Die britische TSB Bank hatte im April 2018 einen Wechsel ihres Hauptsystems auf das des spanischen Mutterkonzerns Sabadell durchgeführt. Mit folgenschweren Pannen: Die Banksysteme kollabierten und rund 1,9 Millionen Kunden waren zeitweise über Wochen nicht in der Lage ihre Konten zuverlässig zu nutzen. Wie Nick Hammond von World Wide Technology der BBC zu verstehen gibt, „führt die Krise von TSB klar vor Augen, wie komplex die IT-Strukturen vieler Banken sind und wie schwierig es ist, Daten auf andere Systeme zu transferieren.“ Der Grünen-Abgeordnete und Wirtschaftswissenschaftler Danyal Bayaz geht sogar noch einen Schritt weiter: Laut ihm drohe die deutsche Bankenwelt weiter an Wettbewerbsfähigkeit zu verlieren ohne funktionierende – und vor allem zukunftsfähige – IT-Systeme.
Junge Start-Ups kämpfen mit Sicherheitsanforderungen
Nun zeigt sich jedoch, dass auch die neusten IT-Systeme nicht zwangsläufig vor Pannen schützen. So haben einige Volksbanken kürzlich den Zahlungsverkehr mit Finanz-Start-Ups, wie z.B. N26, Fidor, Revolut oder auch Bunq, temporär eingestellt, weil diese offenbar Opfer betrügerischer Überweisungen wurden. Hier sind also moderne Lösungen im Einsatz, die aber augenscheinlich (noch) nicht sicher genug sind. In diesem speziellen Fall das Identifikationsverfahren bei der Kontoeröffnung.

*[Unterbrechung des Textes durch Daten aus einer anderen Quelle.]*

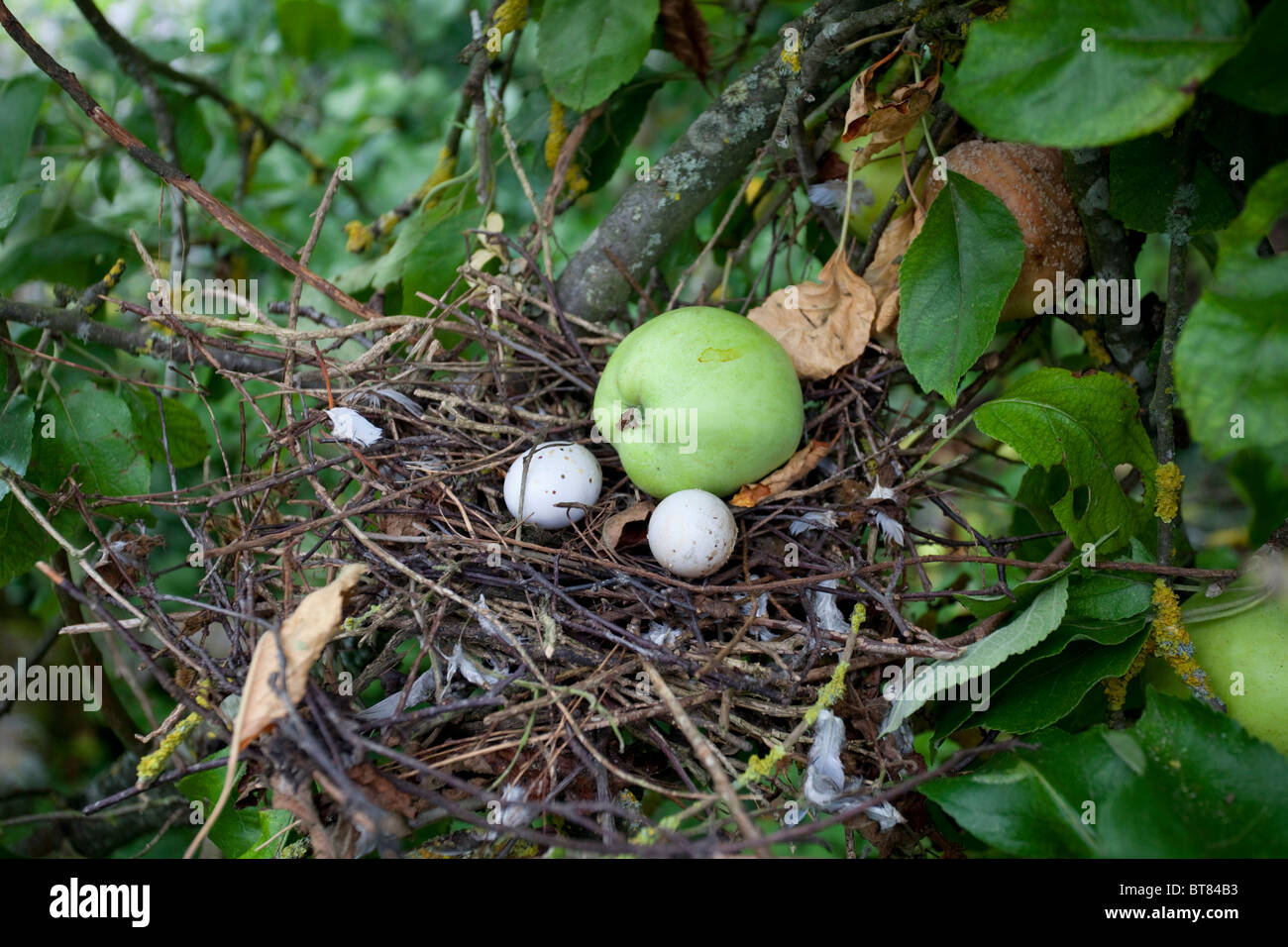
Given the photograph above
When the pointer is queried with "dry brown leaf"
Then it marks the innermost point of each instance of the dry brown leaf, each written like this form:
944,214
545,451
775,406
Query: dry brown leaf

Vor diesen Herausforderungen stehen etablierte Banken nicht mehr. Sie hatten bereits viele Jahre Zeit, sich intensiv mit den unterschiedlichen Sicherheitsanforderungen auseinanderzusetzen. Insofern bleibt mir an dieser Stelle wieder nur zu sagen bzw. zu fordern: Liebe Banken, modernisiert eure Systeme. Der Kunde wird es euch danken!